Una hondureña fue expulsada de tiendas Extra en la ciudad de San Pedro Sula, por amamantar en un pasillo a su bebe de apenas 6 meses.

Gabriela Cubas hizo la denuncia a través de sus redes sociales en donde relató como un guardia de seguridad la increpó por estar amamantando a su bebe 6 meses.

“Nunca me había sentido tan humillada y denigrada en mi corta vida. Hoy fui a Súper tiendas Extra en San Pedro Sula, ave Junior, a comprar una alfombra para mi bebé, pues resulta que como solo salí del trabajo y me fui no andaba biberón, andaba con mi bebé y el se revolvió porque tenía hambre”, comenta Gabriela.

“Me fui al último pasillo y mi mami me jaló un banquito y me senté a amamantar a mi hijo. No tenía ni 5 minutos cuando llegó el guardia a decirme que no podía estar en el pasillo sentada”.

“En ese momento pensé que era porque estaba en el banquito entonces le pregunté si me podía sentar en el suelo a lo que respondió que no era porque estuviese sentada sino por estar amamantando”.

“Sentí un fuego y un nudo en la garganta. Una señora que estaba a la par mía le dijo que fuese más considerado ya que mi bebé de 6 meses estaba dormido”.

Pero el, le dijo que eran las “reglas del lugar”. “Me levanté y me ardía la piel de lo molesta que estaba, salí llorando de ese lugar. Jamás volveré”, finalizó.

Contrario a otros países, en Honduras no hay una Promoción y Concientización Pública sobre la Lactancia Materna, que tiene como objetivo instruir los beneficios que trae amamantar a los bebes y que se establezca el derecho a amamantar en público.

Por qué es tan importante amamantar

La Organización Mundial de la Salud (OMS) recomienda que la lactancia materna comience dentro de la primera hora de vida del niño y que se realice de forma exclusiva hasta los 6 meses.
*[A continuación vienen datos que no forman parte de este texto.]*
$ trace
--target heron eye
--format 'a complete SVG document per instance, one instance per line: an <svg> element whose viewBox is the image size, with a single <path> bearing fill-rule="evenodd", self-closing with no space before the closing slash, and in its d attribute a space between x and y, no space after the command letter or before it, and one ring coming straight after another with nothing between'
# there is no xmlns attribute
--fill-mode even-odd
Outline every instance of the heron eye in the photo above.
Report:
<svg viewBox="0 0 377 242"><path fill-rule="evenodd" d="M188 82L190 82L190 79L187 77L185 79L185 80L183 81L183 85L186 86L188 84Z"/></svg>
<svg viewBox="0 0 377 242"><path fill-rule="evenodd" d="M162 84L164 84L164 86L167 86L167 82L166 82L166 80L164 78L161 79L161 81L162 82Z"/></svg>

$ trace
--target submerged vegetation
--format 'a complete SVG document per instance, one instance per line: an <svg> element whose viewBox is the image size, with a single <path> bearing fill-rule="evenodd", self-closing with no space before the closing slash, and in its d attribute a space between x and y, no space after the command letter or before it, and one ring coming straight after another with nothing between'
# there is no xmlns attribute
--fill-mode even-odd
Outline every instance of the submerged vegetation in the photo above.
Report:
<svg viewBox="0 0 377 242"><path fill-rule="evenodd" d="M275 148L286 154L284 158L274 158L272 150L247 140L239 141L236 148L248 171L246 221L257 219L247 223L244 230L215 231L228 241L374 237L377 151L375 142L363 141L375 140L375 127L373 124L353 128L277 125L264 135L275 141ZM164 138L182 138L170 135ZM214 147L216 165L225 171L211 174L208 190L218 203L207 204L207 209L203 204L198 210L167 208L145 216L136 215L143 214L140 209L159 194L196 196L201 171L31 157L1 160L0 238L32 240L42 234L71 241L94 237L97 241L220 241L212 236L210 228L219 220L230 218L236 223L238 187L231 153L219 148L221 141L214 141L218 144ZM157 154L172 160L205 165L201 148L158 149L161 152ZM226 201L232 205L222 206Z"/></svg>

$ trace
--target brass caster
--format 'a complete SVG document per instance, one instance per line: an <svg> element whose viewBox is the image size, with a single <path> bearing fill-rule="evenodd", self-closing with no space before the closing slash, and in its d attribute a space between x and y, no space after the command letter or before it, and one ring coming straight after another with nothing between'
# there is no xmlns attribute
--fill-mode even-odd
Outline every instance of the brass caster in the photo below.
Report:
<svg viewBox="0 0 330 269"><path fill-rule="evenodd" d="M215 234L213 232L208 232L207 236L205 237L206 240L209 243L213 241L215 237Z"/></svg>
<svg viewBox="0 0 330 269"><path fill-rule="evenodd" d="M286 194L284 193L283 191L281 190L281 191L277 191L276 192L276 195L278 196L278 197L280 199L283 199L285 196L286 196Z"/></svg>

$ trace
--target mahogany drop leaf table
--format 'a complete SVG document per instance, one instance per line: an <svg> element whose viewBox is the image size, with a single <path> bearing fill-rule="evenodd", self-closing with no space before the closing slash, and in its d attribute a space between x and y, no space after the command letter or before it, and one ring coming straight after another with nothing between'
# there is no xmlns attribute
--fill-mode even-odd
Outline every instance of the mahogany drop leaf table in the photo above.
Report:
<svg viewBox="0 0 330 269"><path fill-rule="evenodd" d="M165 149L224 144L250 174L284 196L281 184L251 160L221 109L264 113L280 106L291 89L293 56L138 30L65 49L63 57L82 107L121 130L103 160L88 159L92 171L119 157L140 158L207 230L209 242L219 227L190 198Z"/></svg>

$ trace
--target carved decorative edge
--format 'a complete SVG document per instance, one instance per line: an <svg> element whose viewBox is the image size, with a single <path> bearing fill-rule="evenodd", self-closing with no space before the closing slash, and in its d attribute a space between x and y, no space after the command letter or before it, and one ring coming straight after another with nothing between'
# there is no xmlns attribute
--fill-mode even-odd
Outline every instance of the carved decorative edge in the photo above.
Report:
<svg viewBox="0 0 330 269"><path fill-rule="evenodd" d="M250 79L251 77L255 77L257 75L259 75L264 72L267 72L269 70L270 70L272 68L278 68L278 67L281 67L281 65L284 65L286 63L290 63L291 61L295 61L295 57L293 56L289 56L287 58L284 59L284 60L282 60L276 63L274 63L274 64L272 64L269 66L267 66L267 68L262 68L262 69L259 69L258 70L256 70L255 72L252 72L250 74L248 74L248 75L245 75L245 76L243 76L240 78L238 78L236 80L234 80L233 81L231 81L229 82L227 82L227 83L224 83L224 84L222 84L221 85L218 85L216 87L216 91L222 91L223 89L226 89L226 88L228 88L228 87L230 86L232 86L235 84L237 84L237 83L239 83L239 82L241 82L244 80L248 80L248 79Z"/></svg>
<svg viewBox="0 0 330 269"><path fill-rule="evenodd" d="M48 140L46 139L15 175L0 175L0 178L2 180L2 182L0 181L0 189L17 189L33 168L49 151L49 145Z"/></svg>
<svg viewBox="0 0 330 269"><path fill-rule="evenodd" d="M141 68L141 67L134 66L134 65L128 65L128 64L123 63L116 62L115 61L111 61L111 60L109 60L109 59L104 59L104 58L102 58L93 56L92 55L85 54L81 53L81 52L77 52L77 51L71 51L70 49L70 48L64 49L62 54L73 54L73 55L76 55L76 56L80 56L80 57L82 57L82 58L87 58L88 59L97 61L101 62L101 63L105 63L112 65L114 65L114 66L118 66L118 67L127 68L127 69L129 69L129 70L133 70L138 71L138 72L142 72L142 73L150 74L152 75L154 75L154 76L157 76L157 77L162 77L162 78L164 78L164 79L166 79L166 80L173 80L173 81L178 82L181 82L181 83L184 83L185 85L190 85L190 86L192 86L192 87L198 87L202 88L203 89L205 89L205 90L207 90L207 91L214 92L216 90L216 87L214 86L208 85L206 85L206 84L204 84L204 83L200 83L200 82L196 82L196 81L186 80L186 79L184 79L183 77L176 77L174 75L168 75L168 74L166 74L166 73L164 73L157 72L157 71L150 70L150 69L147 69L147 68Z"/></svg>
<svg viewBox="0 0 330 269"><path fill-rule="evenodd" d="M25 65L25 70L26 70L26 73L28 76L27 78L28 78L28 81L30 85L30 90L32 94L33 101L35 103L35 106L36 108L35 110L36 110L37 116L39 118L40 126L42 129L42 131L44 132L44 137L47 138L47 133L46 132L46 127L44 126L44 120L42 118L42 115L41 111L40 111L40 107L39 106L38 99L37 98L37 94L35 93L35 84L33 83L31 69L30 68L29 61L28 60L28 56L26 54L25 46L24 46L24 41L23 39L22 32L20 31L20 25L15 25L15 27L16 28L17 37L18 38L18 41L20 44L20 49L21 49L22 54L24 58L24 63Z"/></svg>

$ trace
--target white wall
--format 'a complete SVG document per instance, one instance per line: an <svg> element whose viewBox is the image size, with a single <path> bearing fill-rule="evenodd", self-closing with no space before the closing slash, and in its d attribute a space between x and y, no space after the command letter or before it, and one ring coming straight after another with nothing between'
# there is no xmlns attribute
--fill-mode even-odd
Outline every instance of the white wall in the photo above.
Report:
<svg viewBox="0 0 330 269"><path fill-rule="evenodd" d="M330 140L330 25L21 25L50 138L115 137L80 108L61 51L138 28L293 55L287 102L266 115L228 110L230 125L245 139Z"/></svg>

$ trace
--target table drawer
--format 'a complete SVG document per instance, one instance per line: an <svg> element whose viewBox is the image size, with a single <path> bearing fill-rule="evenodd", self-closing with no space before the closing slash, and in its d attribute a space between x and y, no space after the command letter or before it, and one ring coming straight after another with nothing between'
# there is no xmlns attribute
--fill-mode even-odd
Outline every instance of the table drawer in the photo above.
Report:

Si bien luego de ese período se suman otros alimentos, la lactancia puede prolongarse incluso hasta después de los dos años. La necesidad de amamantar demanda, entonces, de dos a tres horas diarias, que chocan de manera inevtiable con la reinserción de la madre en la vida laboral y con los tabúes sociales.

En ese marco, muchas madres se enfrentan diariamente con el problema concreto de que los niños no deciden en qué momento tienen hambre: posponer o resistirse a la lactancia en esa instancia no sólo puede irritar al bebé sino que además pone en peligro su alimentación y nutrición, vital en los primeros meses de vida.

Además, la falta de amamantamiento puede producir en la madre dolores, la obstrucción de los conductos galactóforos, la infección de los pezones, conocida como mastitis, o una futura insuficiencia en la producción de leche.